Jackson summed up his military philosophy succinctly:  Always mystify, mislead, and surprise the enemy, if possible; and when you strike and overcome him, never let up in the pursuit so long as your men have strength to follow; for an army routed, if hotly pursued, becomes panic-stricken, and can then be destroyed by half their number. The other rule is, never fight against heavy odds, if by any possible maneuvering you can hurl your own force on only a part, and that the weakest part, of your enemy and crush it.
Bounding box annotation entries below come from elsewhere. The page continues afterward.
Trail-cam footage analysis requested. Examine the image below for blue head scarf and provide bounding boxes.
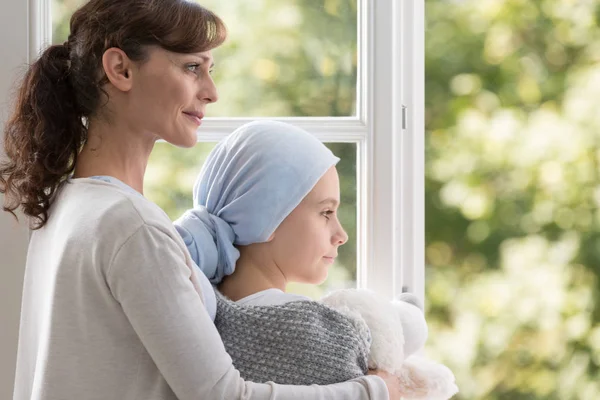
[175,120,339,284]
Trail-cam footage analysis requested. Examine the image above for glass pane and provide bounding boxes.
[145,143,357,299]
[52,0,357,117]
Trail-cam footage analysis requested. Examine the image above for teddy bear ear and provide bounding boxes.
[396,292,425,312]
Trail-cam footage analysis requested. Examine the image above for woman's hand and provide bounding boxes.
[367,369,402,400]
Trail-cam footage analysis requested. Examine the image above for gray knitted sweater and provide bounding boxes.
[215,291,371,385]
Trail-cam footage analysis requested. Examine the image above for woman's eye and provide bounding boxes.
[321,210,333,219]
[186,64,200,72]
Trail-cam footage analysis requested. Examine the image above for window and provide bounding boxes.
[51,0,424,298]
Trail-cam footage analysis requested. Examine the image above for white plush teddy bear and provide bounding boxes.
[321,289,458,400]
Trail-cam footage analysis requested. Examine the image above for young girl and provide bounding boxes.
[175,121,427,384]
[0,0,399,400]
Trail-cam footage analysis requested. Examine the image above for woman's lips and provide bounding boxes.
[184,112,202,126]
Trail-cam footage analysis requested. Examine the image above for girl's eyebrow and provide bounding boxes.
[198,54,215,68]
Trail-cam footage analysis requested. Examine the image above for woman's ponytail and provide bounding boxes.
[0,44,87,229]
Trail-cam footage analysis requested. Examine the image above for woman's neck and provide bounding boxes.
[73,118,155,194]
[218,243,287,301]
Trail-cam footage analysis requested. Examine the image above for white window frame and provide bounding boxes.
[0,0,425,398]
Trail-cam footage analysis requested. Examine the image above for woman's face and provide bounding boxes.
[126,46,218,147]
[270,167,348,284]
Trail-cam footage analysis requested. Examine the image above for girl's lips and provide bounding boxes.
[183,112,202,126]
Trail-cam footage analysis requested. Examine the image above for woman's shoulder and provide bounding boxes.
[50,178,175,233]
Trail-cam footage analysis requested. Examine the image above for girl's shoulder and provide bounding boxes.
[236,288,312,306]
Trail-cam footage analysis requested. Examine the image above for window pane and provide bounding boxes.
[145,143,357,299]
[52,0,357,117]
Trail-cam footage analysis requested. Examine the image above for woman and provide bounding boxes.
[0,0,399,400]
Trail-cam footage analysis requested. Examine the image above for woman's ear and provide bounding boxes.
[102,47,133,92]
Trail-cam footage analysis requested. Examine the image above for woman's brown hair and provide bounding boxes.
[0,0,226,229]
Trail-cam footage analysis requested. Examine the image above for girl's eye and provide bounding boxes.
[185,64,200,72]
[321,210,333,219]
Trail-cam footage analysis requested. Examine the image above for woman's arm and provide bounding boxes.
[106,225,388,400]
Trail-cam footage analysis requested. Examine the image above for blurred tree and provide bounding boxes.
[426,0,600,400]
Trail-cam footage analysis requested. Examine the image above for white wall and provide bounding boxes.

Such tactics will win every time, and a small army may thus destroy a large one in detail, and repeated victory will make it invincible.
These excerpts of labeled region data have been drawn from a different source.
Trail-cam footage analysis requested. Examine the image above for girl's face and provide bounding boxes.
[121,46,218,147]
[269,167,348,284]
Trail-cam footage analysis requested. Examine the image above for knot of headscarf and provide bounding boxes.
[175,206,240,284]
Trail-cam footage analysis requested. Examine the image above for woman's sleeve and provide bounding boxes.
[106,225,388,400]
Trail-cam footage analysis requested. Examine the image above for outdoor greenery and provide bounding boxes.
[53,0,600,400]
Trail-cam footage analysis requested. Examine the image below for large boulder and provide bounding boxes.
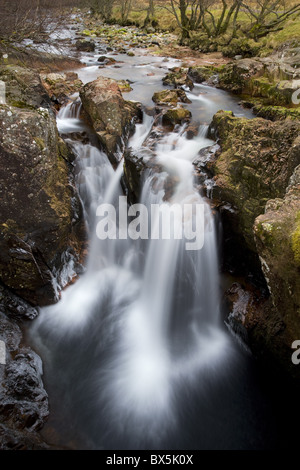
[41,72,82,105]
[0,65,51,108]
[218,55,300,106]
[162,106,192,128]
[254,166,300,368]
[163,67,194,90]
[80,77,140,163]
[208,111,300,252]
[0,292,49,450]
[152,88,191,106]
[0,105,81,305]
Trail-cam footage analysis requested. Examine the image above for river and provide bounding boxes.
[29,39,298,450]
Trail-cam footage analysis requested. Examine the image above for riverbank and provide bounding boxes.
[0,12,300,448]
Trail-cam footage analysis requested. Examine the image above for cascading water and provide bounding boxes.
[29,97,234,447]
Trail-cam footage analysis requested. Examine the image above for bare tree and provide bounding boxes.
[200,0,242,37]
[242,0,300,40]
[90,0,115,21]
[0,0,79,49]
[117,0,132,23]
[144,0,155,28]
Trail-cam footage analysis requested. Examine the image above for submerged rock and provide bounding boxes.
[163,67,194,90]
[0,106,81,305]
[0,306,49,450]
[80,77,140,163]
[152,88,191,106]
[41,72,82,105]
[162,107,192,127]
[76,39,96,52]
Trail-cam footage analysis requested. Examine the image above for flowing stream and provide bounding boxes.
[30,46,296,449]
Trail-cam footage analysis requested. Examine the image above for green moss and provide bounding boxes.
[292,212,300,267]
[34,137,46,151]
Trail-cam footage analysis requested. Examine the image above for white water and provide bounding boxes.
[33,94,230,448]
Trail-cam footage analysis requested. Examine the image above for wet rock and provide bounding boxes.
[117,80,132,93]
[76,39,96,52]
[218,54,300,106]
[254,165,300,368]
[0,106,81,305]
[0,65,51,108]
[80,77,141,163]
[152,88,191,106]
[98,55,117,65]
[210,111,300,252]
[188,66,216,83]
[0,348,49,432]
[41,72,82,105]
[162,107,192,127]
[163,67,194,90]
[0,285,38,320]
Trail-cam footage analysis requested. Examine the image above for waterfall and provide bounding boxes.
[32,103,228,448]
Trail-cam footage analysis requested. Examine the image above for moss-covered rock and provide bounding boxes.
[117,80,132,93]
[0,106,81,305]
[80,77,140,163]
[254,166,300,374]
[252,103,300,121]
[218,57,300,106]
[210,111,300,252]
[0,65,51,108]
[41,72,82,105]
[163,67,194,90]
[188,66,216,83]
[76,39,96,52]
[152,88,191,106]
[162,107,192,127]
At Chancellorsville, Jackson was shot accidentally by his own men.  As a result of his wounding Jackson’s left arm was amputated.  Lee learning of it, said that Jackson had lost his left arm, but that he had lost his right.

For a time it looked as if Jackson would recover, but infection, that great killer after any nineteenth century surgery, prevented that happy outcome.  He met the news of his inevitable death with Christian stoicism, bidding farewell to his tearful wife and infant daughter.  In his delirium towards the end he returned in his mind to the battlefields, shouting out commands.  At the very end, his voice grew calm and his face relaxed.  He then gave the last command he would ever utter in this life:  “Let us cross over the  river, and rest under the shade of the trees.”
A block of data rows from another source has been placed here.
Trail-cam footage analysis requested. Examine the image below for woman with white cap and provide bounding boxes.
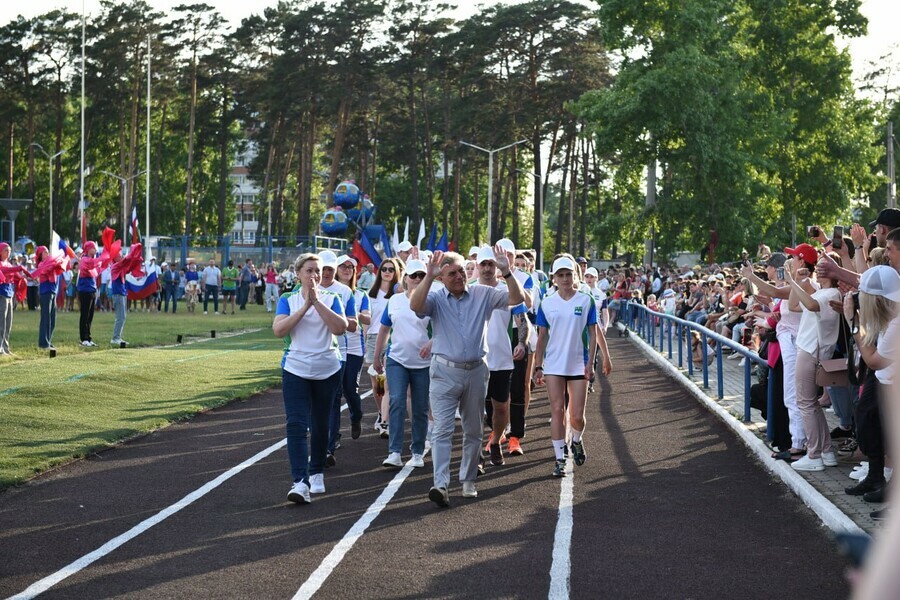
[337,254,369,440]
[534,256,612,477]
[366,258,403,438]
[844,265,900,502]
[374,259,431,469]
[272,253,347,504]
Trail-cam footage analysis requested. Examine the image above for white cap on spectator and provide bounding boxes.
[497,238,516,254]
[859,265,900,302]
[406,258,428,275]
[550,256,575,275]
[319,250,338,269]
[475,246,497,265]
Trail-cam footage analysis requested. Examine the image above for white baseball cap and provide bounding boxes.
[475,246,497,265]
[319,250,338,269]
[859,265,900,302]
[550,256,575,275]
[497,238,516,254]
[405,258,428,275]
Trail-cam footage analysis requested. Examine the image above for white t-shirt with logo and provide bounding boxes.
[275,285,344,381]
[319,280,356,360]
[472,282,527,371]
[381,292,431,369]
[537,292,597,376]
[797,288,841,360]
[875,316,900,385]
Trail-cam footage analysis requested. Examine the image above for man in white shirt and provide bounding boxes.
[200,258,222,315]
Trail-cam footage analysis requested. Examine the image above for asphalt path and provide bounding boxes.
[0,339,849,600]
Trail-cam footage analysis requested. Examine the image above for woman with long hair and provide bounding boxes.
[272,253,347,504]
[366,258,403,438]
[373,259,431,469]
[336,254,369,440]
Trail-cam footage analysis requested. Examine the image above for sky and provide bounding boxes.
[0,0,900,88]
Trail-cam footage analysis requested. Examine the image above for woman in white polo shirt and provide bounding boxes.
[374,259,431,469]
[272,253,347,503]
[534,256,612,477]
[366,258,403,437]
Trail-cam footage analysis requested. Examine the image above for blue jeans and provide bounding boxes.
[281,369,341,484]
[38,292,56,349]
[384,357,431,454]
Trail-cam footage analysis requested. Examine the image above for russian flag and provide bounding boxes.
[125,271,159,300]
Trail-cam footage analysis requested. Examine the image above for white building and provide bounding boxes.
[229,141,261,246]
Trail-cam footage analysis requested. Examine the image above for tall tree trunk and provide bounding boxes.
[216,84,230,246]
[184,49,197,235]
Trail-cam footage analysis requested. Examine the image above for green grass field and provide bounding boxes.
[0,305,283,489]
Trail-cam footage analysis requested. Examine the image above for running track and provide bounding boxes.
[0,338,849,600]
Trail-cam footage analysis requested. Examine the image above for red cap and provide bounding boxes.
[784,244,819,265]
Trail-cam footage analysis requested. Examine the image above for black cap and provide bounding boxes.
[869,208,900,229]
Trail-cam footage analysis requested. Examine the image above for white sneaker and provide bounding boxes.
[288,481,311,504]
[463,481,478,498]
[791,454,825,471]
[381,452,402,469]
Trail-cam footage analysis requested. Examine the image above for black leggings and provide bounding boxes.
[78,292,97,342]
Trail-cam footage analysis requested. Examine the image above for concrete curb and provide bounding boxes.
[628,332,869,536]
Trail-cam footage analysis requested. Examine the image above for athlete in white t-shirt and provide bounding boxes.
[473,246,528,465]
[534,256,612,477]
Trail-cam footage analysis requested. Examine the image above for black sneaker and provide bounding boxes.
[553,458,566,477]
[428,487,450,508]
[491,444,503,467]
[572,442,587,467]
[831,425,853,440]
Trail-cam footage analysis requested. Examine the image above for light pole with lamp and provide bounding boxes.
[100,171,146,244]
[31,142,65,237]
[516,169,544,271]
[459,140,528,243]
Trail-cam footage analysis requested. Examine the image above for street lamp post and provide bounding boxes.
[517,169,544,270]
[31,142,65,238]
[100,171,146,244]
[459,140,528,243]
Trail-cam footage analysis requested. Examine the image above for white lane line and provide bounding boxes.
[547,463,575,600]
[7,390,372,600]
[293,450,428,600]
[10,439,287,600]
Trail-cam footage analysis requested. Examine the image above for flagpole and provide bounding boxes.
[144,33,150,252]
[78,0,87,247]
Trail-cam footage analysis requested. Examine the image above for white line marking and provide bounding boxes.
[4,388,376,600]
[10,439,287,600]
[293,450,428,600]
[547,463,575,600]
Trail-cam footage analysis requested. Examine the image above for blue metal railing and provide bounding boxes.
[620,302,775,440]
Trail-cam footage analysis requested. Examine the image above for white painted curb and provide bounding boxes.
[628,331,869,536]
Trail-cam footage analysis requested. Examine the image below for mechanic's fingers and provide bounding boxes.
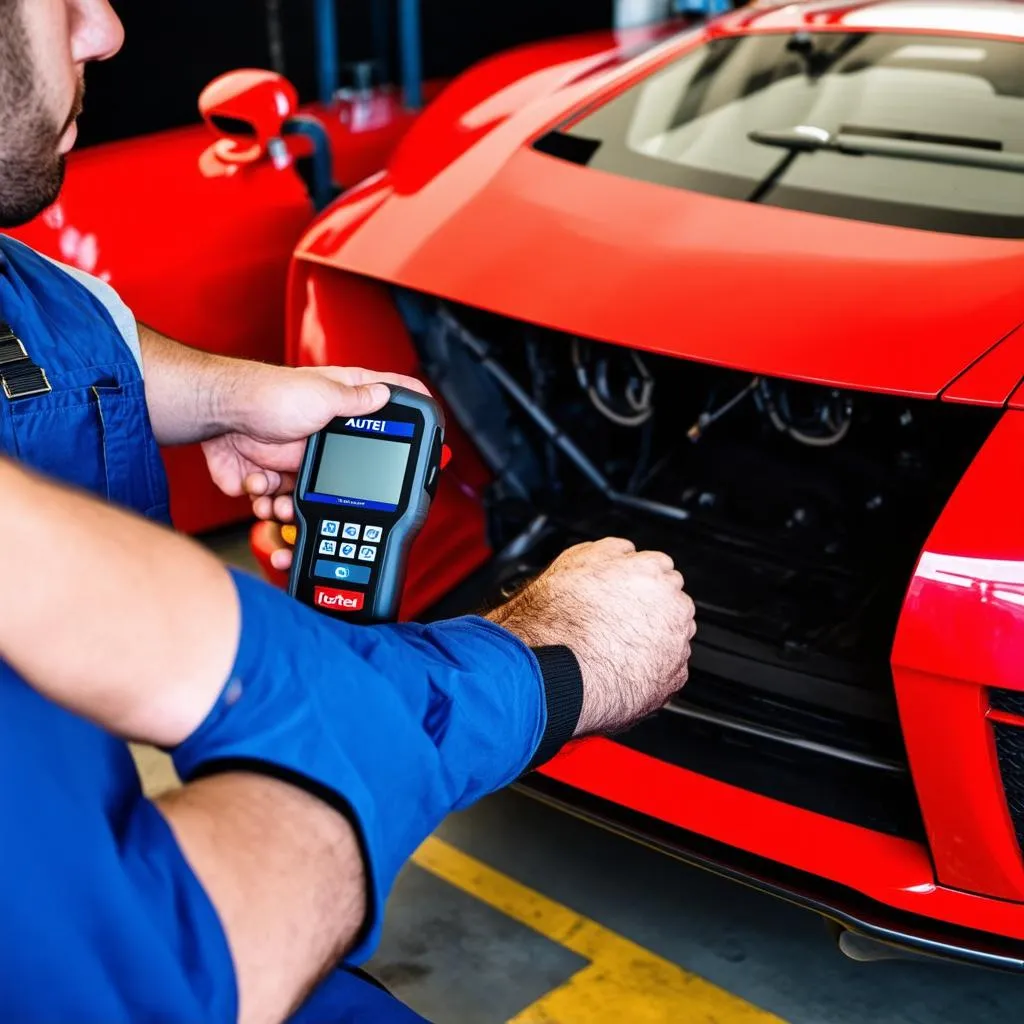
[253,495,273,519]
[243,469,295,498]
[590,537,637,558]
[242,473,271,498]
[634,551,676,572]
[270,548,292,572]
[273,495,295,522]
[318,367,430,401]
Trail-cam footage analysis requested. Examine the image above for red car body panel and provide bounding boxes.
[274,0,1024,948]
[10,94,437,532]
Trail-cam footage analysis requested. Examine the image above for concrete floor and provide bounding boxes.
[372,793,1024,1024]
[193,536,1024,1024]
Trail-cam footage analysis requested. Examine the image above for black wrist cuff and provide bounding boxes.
[525,646,583,771]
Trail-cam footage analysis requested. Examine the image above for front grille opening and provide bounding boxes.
[989,689,1024,853]
[407,292,997,839]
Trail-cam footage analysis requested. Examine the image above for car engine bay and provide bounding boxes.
[397,292,997,838]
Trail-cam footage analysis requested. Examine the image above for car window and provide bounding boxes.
[538,33,1024,238]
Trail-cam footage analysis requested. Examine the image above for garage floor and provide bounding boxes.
[184,538,1024,1024]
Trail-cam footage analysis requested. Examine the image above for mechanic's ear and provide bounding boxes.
[68,0,125,65]
[199,70,299,163]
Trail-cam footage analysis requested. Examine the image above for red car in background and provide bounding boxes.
[255,0,1024,970]
[4,2,435,532]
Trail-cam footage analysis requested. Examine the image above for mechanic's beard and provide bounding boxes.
[0,2,71,227]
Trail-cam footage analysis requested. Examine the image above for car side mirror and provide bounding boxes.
[199,69,299,166]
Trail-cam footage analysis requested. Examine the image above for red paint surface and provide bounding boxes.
[276,0,1024,939]
[942,326,1024,407]
[300,14,1024,396]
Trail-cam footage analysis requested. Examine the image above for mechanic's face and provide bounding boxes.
[0,0,124,227]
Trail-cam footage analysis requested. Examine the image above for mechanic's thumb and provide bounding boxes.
[343,384,391,416]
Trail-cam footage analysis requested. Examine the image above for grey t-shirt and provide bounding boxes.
[48,253,142,373]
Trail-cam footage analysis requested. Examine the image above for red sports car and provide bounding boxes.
[251,0,1024,970]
We see him now, — the old slouched hat
Cocked o’er his eye askew;
The shrewd, dry smile, the speech so pat,
So calm, so blunt, so true.
The “Blue-Light Elder” knows ’em well;
Says he, “That’s Banks, — he’s fond of shell;
Lord save his soul! we’ll give him hell,
That’s “Stonewall Jackson’s way.”

Silence! ground arms! kneel all! caps off!
Old “Blue Light’s” going to pray.
Strangle the fool that dares to scoff!
Attention! it’s his way.
Appealing from his native sod,
“Hear us, hear us Almighty God,
Lay bare Thine arm; stretch forth Thy rod!”
That’s “Stonewall Jackson’s way.”

He’s in the saddle now. Fall in!
Steady! the whole brigade!
Hill’s at the ford cut off; we’ll win
His way out, ball and blade!
What matter if our shoes are worn?
What matter if our feet are torn?
“Quick-step! we’re with him before morn!”
That’s “Stonewall Jackson’s way.”

The sun’s bright lances rout the mists
Of morning, and, by George!
Here’s Longstreet struggling in the lists,
Hemmed in an ugly gorge.
Pope and his Yankees, whipped before,
“Bayonets and grape!” hear Stonewall roar;
“Charge, Stuart! Pay off Ashby’s score!”
In “Stonewall Jackson’s way.”

Ah! Maiden, wait and watch and yearn
For news of Stonewall’s band!
Ah! Widow, read, with eyes that burn,
That ring upon thy hand.
Ah! Wife, sew on, pray on, hope on;
Thy life shall not be all forlorn;
The foe had better ne’er been born
That gets in “Stonewall’s way.”



  1. Two Jacksons my hometown of NOLA just loves: Andrew and Stonewall.

  2. I am sure both Jacksons reciprocated the sentiment Pauline. Stonewall Jackson had great respect for the courage that the Louisiana Tigers showed in combat, and referred to them as his “iron brigade”.

  3. Thanks for the post. I particularly admire Jackson’s devotion and faithfulness to his “native sod.” Whether you are a Yankee or a Reb sympathizer you have got to admire his moral and physical character.

  4. As a died in the wool Yankee Algernon, General Jackson has always had my sincere admiration, not only as a general, but as a man.